# TermStatQuery
Introduced in ES-LTR v1.5.2, the TermStatQuery provides for access to deep level statistics available in Lucene expression and Painless scripting contexts.

This allows feature engineers to easily experiment with features derived directly from the index without having to write any Java code.

Review the documentation [here](https://elasticsearch-learning-to-rank.readthedocs.io/en/latest/advanced-functionality.html#termstat-query) and use the notebook below to experiment with the functionality that the TermStatQuery provides.

## Setup Client

In [None]:
from ltr.client import ElasticClient
client = ElasticClient()

## Step 1 - Create a Feature Set

In [None]:
'''
  TASK:
  Experiment with the TermStatQuery
  - Create a feature that utilizes a lucene expression.
  - Create a feature that utilizes painless scripting
'''

client.reset_ltr(index='tmdb')

config = {
   "featureset": {
        "features": [
            {
                "name": "tsq_expr_title_tfidf",
                "params": ["keywords"],
                "template": {
                    "term_stat": {
                        "expr": "tf * idf",             # The lucene expression evaluated for each term
                        "aggr": "max",                  # How are the calcuated expressions for each term aggregated?
                        "terms": ["{{keywords}}"],      # The list of terms to run the expr on
                        "fields": ["title"]             # Which fields to lookup terms in
                    }
                }
            },
            {
                "name": "tsq_script_title_unique_terms",
                "params": ["keywords"],
                "template_language": "script_feature",
                "template": {
                    "lang": "painless",
                    "source": "params.uniqueTerms",
                    "params": {
                        "term_stat": {
                            "analyzer": "!standard",
                            "terms": "keywordsList",
                            "fields": ["title"]
                        }
                    }
                    
                }
            }
        ]
    }
}

client.create_featureset(index='tmdb', name='sandbox', ftr_config=config)
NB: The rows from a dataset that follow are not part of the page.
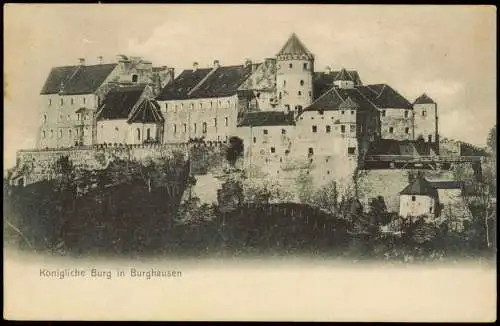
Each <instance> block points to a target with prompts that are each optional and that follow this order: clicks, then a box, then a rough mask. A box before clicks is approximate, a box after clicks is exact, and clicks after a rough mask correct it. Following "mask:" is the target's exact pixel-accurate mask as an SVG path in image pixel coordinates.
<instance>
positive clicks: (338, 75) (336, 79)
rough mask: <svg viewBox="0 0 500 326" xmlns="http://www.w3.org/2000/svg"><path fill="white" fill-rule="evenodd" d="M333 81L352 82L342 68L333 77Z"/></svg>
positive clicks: (342, 68)
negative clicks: (335, 80) (339, 70)
mask: <svg viewBox="0 0 500 326" xmlns="http://www.w3.org/2000/svg"><path fill="white" fill-rule="evenodd" d="M334 80H348V81H354V80H353V78H352V76H351V75H350V74H349V73H348V72H347V70H345V68H342V69H341V70H340V72H339V73H338V74H337V75H336V76H335V79H334Z"/></svg>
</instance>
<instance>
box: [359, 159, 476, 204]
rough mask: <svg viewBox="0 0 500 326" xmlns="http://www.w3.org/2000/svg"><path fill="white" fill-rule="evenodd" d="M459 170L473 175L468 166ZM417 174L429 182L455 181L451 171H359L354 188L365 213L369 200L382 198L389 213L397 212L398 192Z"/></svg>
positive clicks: (455, 178) (426, 170)
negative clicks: (391, 212)
mask: <svg viewBox="0 0 500 326" xmlns="http://www.w3.org/2000/svg"><path fill="white" fill-rule="evenodd" d="M461 168H463V169H465V170H471V171H470V172H471V173H473V171H472V167H471V166H470V165H467V164H464V165H462V166H461ZM418 172H420V173H422V174H423V176H424V177H425V178H427V179H429V180H434V181H435V180H456V176H455V171H453V170H449V171H438V170H398V169H387V170H360V171H358V173H357V176H356V188H357V193H358V198H359V200H360V202H361V204H362V205H363V208H364V209H365V211H367V210H368V208H369V207H368V203H369V201H370V199H371V198H375V197H377V196H382V197H384V200H385V204H386V206H387V209H388V210H389V211H391V212H399V192H400V191H401V190H403V189H404V188H405V187H406V186H407V185H408V184H409V181H410V176H412V175H416V174H417V173H418Z"/></svg>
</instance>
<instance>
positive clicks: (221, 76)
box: [157, 65, 252, 101]
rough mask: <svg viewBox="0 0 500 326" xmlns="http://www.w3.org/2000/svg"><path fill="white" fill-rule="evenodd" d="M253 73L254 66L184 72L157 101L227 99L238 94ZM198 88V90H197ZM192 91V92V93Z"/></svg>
mask: <svg viewBox="0 0 500 326" xmlns="http://www.w3.org/2000/svg"><path fill="white" fill-rule="evenodd" d="M251 73H252V66H251V65H248V66H247V67H245V66H244V65H238V66H226V67H219V68H217V69H215V70H214V69H211V68H210V69H197V70H195V71H193V70H184V71H183V72H182V73H181V74H180V75H179V76H178V77H177V78H176V79H175V80H174V81H173V82H172V83H170V84H169V85H167V86H166V87H165V88H163V90H162V91H161V92H160V95H158V97H157V100H159V101H168V100H186V99H197V98H212V97H226V96H232V95H234V94H236V93H237V90H238V88H239V87H240V86H241V84H243V82H244V81H245V80H247V79H248V77H249V76H250V75H251ZM200 82H202V83H201V84H200ZM195 87H196V89H195ZM190 91H192V92H191V93H190Z"/></svg>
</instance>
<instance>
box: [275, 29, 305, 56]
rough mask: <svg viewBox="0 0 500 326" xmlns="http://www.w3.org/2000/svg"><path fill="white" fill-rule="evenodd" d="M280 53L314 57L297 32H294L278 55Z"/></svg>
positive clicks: (286, 54) (276, 55) (288, 39)
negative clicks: (304, 44)
mask: <svg viewBox="0 0 500 326" xmlns="http://www.w3.org/2000/svg"><path fill="white" fill-rule="evenodd" d="M280 55H306V56H307V57H309V58H310V59H313V58H314V55H313V54H312V53H311V51H309V50H308V49H307V48H306V46H305V45H304V44H303V43H302V42H301V41H300V40H299V38H298V37H297V35H296V34H295V33H292V35H290V37H289V38H288V41H286V43H285V45H283V47H282V48H281V50H280V51H279V52H278V54H276V56H280Z"/></svg>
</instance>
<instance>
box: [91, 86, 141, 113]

## Step 2 - Log Features for Training

In [None]:
from ltr.log import FeatureLogger
from ltr.judgments import judgments_open, to_dataframe
from itertools import groupby

ftr_logger=FeatureLogger(client, index='tmdb', feature_set='sandbox')
with judgments_open('data/title_judgments.txt') as judgment_list:
    for qid, query_judgments in groupby(judgment_list, key=lambda j: j.qid):
        ftr_logger.log_for_qid(judgments=query_judgments, 
                               qid=qid,
                               keywords=judgment_list.keywords(qid))

df = to_dataframe(ftr_logger.logged)
df

## Step 3 - Train a Model

In [None]:
'''
  TASK:
  Experiment with the leafs and trees variables, how do they affect NGCG?
  Does a high leaf value increase your NDCG?  What could be the potential downfalls?
'''
from ltr.ranklib import train
trainResponse  = train(client,
                  index='tmdb',
                  training_set=ftr_logger.logged,
                  metric2t='NDCG@10',
                  leafs=20,
                  trees=20,
                  featureSet='sandbox',
                  modelName='sandbox')

trainLog = trainResponse.trainingLogs[0]
print()
print("Impact of each feature on the model")
for ftrId, impact in trainLog.impacts.items():
    print("{} - {}".format(client.get_feature_name(config, ftrId), impact))
    
for roundDcg in trainLog.rounds:
    print(roundDcg)
    
print("Train NDCG@10 %s" % trainLog.rounds[-1])

## Search

In [None]:
from ltr import search
search(client, "rambo", modelName='sandbox')